More on Drones, Pakistan and Afghanistan

 In Afghanistan, air strikes, Congress, drone strikes, Global Activism, nonviolence, Obama Administration, Pakistan, Peace Action

Last week, we shared (on the Peace Action FaceBook page, not here on the Peace Blog) the devastating Living Under Drones report on U.S. drone strikes in Pakistan, written by researchers from Stanford and New York University. If you didn’t read it or watch the accompanying video by Brave New Foundation (available at the same link as above and also on our FB page), you ought to. It is a clear indictment of a policy that is earning our government (deserved, I believe) enmity in Pakistan and around the world for the wanton use of armed drones to kill from afar.

CIVIC and the Columbia Law School also have a report posing hard questions for Congress and the Obama Administration titled The Civilian Impact of Drones: Unexamined Costs, Unanswered Questions. The recommendations to policymakers are worth a read.

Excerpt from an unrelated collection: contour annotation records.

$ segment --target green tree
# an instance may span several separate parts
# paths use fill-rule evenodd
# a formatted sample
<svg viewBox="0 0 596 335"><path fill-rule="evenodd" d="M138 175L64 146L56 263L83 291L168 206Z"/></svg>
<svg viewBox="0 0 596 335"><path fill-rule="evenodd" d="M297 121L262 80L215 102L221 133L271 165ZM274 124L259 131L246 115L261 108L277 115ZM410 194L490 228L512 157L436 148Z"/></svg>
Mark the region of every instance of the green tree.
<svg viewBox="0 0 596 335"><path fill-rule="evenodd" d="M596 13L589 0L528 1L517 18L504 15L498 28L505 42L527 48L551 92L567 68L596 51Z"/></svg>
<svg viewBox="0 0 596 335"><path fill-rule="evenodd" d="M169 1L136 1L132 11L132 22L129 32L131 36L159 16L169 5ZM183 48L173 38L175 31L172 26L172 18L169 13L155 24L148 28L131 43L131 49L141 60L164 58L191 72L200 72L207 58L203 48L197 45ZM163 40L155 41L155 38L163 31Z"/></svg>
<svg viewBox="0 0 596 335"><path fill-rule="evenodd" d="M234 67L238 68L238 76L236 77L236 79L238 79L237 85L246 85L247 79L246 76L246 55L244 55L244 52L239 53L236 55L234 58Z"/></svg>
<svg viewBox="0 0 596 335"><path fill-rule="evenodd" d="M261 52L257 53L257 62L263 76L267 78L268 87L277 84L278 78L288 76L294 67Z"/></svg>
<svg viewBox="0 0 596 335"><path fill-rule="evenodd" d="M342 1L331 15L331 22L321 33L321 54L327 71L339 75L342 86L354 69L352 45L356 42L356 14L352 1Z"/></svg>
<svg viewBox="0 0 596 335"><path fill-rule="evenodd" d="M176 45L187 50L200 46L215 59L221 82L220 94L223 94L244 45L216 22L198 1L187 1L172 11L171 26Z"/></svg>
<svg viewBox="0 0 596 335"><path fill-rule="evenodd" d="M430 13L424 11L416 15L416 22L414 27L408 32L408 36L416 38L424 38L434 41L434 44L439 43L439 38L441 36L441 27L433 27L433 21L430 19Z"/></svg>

Colleagues from many U.S. peace groups are in Pakistan right now on a nonviolent solidarity mission to call attention to and demand an end to U.S. drone strikes, which are killing many civilians in the Waziristan region. Follow the delegation at http://droneswatch.org/

Bob Naiman of Just Foreign Policy is on the delegation, and he explains why, as well as analyzes U.S. drone policy, with an article on Huffington Post.

Last but far from least, our good friend Phyllis Bennis was on Democracy Now! yesterday talking about Afghanistan, our country’s longest war (October 7th will mark eleven years since the start of our war there).

I’m guessing this new aspect of U.S. war-making (drone strikes) will not come up in the Presidential debate tonight, especially as the focus will be on domestic issues, but we will need to raise our concerns about U.S. drone policy in every conceivable way going forward.